Lynn Nottage’s “Clyde’s” at Goodman Theatre with Danielle Davis as Clyde and Kevin Kenerly as Montrellous/Photo: Liz Lauren
One of the running gags in the play is how fearful the kitchen help is of the formidable boss. All except the serene Montrellous, played pitch-perfect by golden-throated Kevin Kenerly, who teaches his fellow workers that redemption will come when they concoct the perfect combination of bread, meat, sauce and garnish. Like every character in this play, Montrellous is an ex-con. His three fellow cooks rightly sense that the cause of Montrellous’ incarceration was nobler then theirs, though Montrellous himself sees noble possibilities in the others.
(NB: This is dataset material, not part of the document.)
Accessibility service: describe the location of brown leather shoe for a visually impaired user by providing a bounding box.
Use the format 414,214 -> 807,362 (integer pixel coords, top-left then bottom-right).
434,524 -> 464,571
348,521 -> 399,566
All the kitchen-worker ex-cons are thoughtful and likable. They include irascible salsa-dancing Rafael, played with adorable pathos by Reza Salazar, who originated the role in its premiere at Minneapolis’ Guthrie Theater. Another is the object of Rafael’s affection, thirty-year-old single mom, Letitia, played sweetly by Nedra Snipes, is a woman who’s half desperation, half percolating hope. A new hire, the copiously tattooed Jason, comes into the kitchen demanding silence, which he needs so that noise and chatter don’t provoke him to do something that will return him to prison. As Jason, Garrett Young is moving as the young man whose well-oiled life went terribly awry and who cannot forgive himself. Nottage masterfully lets her characters’ lives unfold through rapid and lively crosstalk that’s a circus of jokes, jabs and confessions.
On opening night the role of Clyde was covered with fine comic menace by understudy Danielle Davis. Substitutions on opening nights were once rare and the stuff of legend—think “42nd Street”—but lately they have nearly become business as usual. In the COVID era, theater companies have learned that backup casts must be prepared with all the vigor of the main casts and this production has prepped the covers to move in seamlessly. The role of Clyde requires crack comic timing and countless quick costume changes. Davis seemed made for the role. It’s a good thing. One of the key questions the other characters keep asking her and each other is what makes Clyde so darned mean. She offers one answer saying that she’s not mean, she’s in charge. The show is sympathetic to the social quicksand of ex-cons where almost every act or self- reflection has the potential to pull them into the muck. “You know what they say,” Montrellous laments, “‘Cuz you left prison don’t mean you outta prison.” There is plenty to suggest that Nottage is analogizing her characters’ lot to broader conditions under capitalism which trade on the exploitation of a permanent underclass. Nottage doesn’t leave us without hope. At the end of the play, a perfect sandwich sits on the steel prep table in an empty kitchen.